Comparison of Automatic Item Generation Methods in the Assessment of Clinical Reasoning Skills


Creative Commons License

Emekli E., Karahan B. N.

REVISTA ESPAÑOLA DE EDUCACIÓN MÉDICA, cilt.2025, ss.1-12, 2024 (Hakemli Dergi)

  • Yayın Türü: Makale / Tam Makale
  • Cilt numarası: 2025
  • Basım Tarihi: 2024
  • Doi Numarası: 10.6018/edumed.637221
  • Dergi Adı: REVISTA ESPAÑOLA DE EDUCACIÓN MÉDICA
  • Derginin Tarandığı İndeksler: Directory of Open Access Journals, DIALNET
  • Sayfa Sayıları: ss.1-12
  • Eskişehir Osmangazi Üniversitesi Adresli: Evet

Özet

The use of automatic item generation (AIG) methods offers potential for assessing clinical reasoning (CR) skills in medical education, a critical skill combining intuitive and analytical thinking. In preclinical education, these skills are commonly evaluated through written exams and case-based multiple-choice questions (MCQs), which are widely used due to the high number of students, ease of standardization, and quick evaluation. This research generated CR-focused questions for medical exams using two primary AIG methods: template-based and non-template-based (using AI tools like ChatGPT for a flexible approach). A total of 18 questions were produced on ordering radiologic investigations for abdominal emergencies, alongside faculty-developed questions used in medical exams for comparison.

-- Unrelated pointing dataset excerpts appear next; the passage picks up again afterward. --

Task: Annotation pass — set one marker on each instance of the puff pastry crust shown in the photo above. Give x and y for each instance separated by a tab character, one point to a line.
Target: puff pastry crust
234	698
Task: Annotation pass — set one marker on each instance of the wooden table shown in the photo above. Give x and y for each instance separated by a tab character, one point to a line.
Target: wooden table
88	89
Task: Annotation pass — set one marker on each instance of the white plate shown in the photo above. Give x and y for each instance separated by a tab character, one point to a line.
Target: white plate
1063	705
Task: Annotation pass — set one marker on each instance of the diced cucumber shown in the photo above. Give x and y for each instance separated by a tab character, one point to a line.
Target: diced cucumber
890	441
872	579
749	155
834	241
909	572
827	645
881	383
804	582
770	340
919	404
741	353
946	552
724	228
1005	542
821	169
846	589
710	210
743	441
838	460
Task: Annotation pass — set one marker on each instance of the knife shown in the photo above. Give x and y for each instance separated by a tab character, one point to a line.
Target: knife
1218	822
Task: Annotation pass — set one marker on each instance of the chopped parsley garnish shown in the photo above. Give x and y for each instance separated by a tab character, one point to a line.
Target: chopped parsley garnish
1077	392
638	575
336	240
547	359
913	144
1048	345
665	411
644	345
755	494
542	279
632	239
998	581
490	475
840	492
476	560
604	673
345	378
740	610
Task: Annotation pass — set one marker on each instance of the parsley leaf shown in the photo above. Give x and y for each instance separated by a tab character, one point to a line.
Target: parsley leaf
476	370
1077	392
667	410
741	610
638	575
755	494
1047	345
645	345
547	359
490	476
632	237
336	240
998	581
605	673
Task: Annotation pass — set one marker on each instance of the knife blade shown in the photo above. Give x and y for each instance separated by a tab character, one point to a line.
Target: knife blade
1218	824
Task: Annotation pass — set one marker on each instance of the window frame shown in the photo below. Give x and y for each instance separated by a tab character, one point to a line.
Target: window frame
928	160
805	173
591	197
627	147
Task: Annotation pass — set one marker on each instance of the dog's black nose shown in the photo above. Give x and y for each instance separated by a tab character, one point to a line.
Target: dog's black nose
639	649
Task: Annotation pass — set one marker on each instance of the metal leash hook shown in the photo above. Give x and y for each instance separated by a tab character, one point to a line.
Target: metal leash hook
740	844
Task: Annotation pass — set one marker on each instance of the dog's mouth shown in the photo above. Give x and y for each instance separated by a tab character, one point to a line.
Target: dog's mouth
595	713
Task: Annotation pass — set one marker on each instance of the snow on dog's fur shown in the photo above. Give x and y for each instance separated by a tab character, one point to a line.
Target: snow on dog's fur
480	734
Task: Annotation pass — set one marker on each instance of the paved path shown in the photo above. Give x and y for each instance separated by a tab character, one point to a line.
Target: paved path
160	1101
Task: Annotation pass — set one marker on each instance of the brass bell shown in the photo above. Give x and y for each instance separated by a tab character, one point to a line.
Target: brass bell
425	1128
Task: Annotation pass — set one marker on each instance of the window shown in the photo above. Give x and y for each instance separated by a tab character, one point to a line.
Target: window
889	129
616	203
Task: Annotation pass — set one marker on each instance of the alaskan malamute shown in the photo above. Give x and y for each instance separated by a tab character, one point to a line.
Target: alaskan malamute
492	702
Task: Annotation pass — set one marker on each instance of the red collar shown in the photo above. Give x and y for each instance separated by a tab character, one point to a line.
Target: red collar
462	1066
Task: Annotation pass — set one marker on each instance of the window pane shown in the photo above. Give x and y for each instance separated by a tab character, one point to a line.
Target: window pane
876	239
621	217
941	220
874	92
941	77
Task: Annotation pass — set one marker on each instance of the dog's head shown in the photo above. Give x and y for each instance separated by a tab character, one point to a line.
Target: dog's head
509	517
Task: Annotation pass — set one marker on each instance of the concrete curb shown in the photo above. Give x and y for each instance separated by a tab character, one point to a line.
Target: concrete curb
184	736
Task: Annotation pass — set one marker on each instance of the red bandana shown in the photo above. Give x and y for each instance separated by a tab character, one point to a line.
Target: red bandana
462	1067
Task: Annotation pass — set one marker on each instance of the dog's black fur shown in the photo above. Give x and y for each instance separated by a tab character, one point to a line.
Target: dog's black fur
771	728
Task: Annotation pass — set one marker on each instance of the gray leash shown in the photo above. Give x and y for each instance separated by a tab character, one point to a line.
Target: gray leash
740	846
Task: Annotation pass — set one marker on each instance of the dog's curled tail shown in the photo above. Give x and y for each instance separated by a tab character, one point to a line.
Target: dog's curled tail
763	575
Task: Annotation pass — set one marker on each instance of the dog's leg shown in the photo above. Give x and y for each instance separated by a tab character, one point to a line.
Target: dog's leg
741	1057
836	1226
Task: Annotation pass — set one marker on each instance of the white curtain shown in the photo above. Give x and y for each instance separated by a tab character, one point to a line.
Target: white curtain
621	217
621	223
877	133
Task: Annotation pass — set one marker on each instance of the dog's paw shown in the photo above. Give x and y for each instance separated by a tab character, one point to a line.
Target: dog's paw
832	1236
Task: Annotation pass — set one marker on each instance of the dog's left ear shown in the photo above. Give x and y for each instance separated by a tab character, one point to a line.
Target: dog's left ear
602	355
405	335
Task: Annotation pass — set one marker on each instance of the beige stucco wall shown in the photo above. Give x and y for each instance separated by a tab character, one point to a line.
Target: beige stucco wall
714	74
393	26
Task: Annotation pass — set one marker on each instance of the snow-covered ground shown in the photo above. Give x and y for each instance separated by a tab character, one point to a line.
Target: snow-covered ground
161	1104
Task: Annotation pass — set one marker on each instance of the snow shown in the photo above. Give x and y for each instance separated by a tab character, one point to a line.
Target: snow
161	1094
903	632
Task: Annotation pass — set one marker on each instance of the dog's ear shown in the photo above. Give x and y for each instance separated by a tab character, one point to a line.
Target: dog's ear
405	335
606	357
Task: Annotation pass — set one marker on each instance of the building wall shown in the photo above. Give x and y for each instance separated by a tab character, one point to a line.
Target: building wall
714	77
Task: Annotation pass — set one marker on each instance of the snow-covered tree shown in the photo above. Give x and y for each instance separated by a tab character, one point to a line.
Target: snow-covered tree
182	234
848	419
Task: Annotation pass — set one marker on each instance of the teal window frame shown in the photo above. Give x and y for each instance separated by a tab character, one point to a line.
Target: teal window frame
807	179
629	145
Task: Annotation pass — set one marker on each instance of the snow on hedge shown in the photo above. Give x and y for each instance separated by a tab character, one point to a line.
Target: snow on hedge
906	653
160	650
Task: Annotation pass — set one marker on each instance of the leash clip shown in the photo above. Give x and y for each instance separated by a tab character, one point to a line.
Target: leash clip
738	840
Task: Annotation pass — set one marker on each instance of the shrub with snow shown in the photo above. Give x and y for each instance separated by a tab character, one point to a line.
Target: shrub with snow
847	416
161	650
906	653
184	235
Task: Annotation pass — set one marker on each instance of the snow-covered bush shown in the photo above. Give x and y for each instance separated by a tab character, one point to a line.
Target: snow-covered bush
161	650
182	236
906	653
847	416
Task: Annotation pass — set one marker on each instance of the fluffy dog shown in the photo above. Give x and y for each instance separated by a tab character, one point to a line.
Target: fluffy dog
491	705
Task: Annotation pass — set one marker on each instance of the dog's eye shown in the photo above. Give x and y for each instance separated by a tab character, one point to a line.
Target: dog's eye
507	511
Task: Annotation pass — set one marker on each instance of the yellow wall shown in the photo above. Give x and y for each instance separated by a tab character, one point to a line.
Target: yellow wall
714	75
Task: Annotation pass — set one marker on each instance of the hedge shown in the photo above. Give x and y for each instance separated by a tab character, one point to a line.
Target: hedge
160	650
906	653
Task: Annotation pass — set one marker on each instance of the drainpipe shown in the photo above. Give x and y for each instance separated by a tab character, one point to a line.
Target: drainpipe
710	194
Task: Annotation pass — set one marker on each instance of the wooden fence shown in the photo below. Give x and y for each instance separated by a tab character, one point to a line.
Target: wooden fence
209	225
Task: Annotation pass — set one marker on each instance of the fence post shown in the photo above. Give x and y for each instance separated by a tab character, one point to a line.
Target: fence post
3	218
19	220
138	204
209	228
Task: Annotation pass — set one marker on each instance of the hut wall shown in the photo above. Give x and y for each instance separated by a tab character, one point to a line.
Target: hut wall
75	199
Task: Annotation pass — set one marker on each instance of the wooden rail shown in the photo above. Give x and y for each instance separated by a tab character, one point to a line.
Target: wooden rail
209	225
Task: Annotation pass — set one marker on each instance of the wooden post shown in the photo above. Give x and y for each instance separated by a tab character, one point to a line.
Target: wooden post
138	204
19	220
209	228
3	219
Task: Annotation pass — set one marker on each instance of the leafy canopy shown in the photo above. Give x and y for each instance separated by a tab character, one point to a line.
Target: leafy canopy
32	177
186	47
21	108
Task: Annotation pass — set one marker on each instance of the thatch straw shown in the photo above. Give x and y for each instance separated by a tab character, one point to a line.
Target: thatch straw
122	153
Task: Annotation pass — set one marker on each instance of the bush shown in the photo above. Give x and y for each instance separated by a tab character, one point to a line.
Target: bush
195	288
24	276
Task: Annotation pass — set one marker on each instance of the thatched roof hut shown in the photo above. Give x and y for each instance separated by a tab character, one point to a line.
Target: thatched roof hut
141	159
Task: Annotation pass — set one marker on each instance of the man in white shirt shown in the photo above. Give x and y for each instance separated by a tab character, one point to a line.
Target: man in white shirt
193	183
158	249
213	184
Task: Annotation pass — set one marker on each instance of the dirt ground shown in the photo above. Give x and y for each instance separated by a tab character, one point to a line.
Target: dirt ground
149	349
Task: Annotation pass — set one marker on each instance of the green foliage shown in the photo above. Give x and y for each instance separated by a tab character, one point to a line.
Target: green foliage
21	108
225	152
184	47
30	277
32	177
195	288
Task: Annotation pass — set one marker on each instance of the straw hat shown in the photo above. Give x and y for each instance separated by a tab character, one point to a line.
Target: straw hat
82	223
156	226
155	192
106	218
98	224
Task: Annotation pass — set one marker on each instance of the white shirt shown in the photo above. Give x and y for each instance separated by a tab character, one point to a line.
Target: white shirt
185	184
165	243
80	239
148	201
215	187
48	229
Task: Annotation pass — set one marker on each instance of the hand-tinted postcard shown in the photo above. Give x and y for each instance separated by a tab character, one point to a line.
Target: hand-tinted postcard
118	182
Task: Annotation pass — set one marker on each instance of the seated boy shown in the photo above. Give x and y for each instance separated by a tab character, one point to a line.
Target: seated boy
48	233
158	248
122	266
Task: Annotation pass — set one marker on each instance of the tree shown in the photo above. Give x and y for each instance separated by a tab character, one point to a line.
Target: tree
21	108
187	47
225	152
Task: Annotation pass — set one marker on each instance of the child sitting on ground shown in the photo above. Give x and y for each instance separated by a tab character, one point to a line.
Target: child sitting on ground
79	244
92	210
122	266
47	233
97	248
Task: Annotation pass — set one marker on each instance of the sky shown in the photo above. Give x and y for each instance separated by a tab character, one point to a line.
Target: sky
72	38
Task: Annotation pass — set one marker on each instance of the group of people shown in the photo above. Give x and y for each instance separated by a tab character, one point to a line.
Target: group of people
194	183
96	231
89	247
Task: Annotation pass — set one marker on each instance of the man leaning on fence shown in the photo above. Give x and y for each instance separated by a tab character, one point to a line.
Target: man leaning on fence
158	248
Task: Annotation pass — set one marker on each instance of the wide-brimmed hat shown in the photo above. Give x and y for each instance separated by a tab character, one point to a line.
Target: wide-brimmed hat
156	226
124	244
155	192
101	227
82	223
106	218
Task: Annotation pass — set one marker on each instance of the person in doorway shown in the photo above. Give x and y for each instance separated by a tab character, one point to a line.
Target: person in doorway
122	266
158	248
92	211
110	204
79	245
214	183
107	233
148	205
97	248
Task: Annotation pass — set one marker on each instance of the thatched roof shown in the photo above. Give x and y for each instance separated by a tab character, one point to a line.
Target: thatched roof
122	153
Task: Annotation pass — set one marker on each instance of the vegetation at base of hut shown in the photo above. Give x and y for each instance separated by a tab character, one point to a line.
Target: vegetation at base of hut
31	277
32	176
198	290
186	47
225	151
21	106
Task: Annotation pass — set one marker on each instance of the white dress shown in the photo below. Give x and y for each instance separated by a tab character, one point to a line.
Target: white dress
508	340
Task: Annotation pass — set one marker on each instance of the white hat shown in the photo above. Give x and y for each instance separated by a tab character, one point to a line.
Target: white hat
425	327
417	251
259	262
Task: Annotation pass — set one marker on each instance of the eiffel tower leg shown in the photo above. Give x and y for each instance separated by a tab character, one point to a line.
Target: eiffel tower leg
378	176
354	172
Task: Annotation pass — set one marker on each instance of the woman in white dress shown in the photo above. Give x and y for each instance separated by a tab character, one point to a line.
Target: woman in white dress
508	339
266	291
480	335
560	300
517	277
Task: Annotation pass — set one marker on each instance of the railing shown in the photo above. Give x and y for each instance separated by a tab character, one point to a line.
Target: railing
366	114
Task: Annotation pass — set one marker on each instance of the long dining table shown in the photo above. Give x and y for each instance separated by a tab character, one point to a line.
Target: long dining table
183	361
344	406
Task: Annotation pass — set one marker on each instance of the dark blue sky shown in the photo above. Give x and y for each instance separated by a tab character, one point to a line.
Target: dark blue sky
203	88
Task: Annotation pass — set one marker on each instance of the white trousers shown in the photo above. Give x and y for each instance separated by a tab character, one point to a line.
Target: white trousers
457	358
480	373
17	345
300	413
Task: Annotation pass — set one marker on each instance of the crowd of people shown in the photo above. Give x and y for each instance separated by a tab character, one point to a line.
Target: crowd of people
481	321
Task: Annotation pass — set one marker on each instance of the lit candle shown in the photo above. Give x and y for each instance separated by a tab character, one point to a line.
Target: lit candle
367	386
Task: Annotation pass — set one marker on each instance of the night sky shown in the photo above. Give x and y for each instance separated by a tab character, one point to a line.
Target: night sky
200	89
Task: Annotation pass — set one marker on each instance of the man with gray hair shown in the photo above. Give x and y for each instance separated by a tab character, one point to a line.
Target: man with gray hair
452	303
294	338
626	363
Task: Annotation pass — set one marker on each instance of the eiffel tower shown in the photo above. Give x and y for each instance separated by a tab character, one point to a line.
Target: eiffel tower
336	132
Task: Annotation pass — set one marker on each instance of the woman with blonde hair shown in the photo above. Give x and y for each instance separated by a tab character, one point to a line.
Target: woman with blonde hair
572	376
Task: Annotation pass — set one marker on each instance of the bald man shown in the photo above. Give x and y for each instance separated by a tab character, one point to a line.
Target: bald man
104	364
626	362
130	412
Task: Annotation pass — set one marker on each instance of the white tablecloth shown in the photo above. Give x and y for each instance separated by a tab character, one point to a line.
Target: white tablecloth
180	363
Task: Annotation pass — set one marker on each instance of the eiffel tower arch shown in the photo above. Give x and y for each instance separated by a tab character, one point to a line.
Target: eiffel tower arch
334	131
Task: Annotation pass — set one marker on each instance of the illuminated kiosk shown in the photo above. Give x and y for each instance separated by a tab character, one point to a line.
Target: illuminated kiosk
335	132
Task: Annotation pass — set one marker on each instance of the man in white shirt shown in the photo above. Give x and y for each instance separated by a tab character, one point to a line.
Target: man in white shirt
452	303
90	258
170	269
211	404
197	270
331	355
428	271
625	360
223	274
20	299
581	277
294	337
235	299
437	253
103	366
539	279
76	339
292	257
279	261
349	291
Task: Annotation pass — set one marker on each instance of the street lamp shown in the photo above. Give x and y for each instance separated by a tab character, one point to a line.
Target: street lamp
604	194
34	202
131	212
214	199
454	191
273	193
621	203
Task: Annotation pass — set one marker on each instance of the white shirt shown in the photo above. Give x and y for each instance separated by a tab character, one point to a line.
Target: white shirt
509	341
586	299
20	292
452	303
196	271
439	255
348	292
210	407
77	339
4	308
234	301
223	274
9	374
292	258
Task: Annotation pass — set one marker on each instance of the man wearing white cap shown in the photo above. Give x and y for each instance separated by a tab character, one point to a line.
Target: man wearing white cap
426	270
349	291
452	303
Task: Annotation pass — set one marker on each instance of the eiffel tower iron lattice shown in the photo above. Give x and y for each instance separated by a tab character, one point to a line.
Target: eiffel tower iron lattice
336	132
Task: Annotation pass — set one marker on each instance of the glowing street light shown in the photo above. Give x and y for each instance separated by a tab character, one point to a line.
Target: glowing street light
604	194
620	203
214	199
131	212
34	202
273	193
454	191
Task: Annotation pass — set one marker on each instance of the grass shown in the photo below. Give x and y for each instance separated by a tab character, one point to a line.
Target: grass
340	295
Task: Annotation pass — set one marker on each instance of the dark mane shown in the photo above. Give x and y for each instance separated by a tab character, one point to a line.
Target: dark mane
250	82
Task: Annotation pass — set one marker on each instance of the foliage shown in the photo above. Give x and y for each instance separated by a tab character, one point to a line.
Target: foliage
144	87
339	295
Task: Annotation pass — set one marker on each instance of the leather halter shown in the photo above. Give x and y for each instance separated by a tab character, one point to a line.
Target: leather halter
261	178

Experienced radiologists evaluated the questions based on clarity, clinical relevance, and effectiveness in measuring CR skills. Results showed that ChatGPT-generated questions measured CR skills with an 84.52% success rate, faculty-developed questions with 82.14%, and template-based questions with 78.57%, indicating that both AIG methods are effective in CR assessment, with ChatGPT performing slightly better. Both AIG methods received high ratings for clarity and clinical suitability, showing promise in producing effective CR-assessing questions comparable to, and in some cases surpassing, faculty-developed questions. While template-based AIG is effective, it requires more time and effort, suggesting that both methods may offer time-saving potential in exam preparation for educators.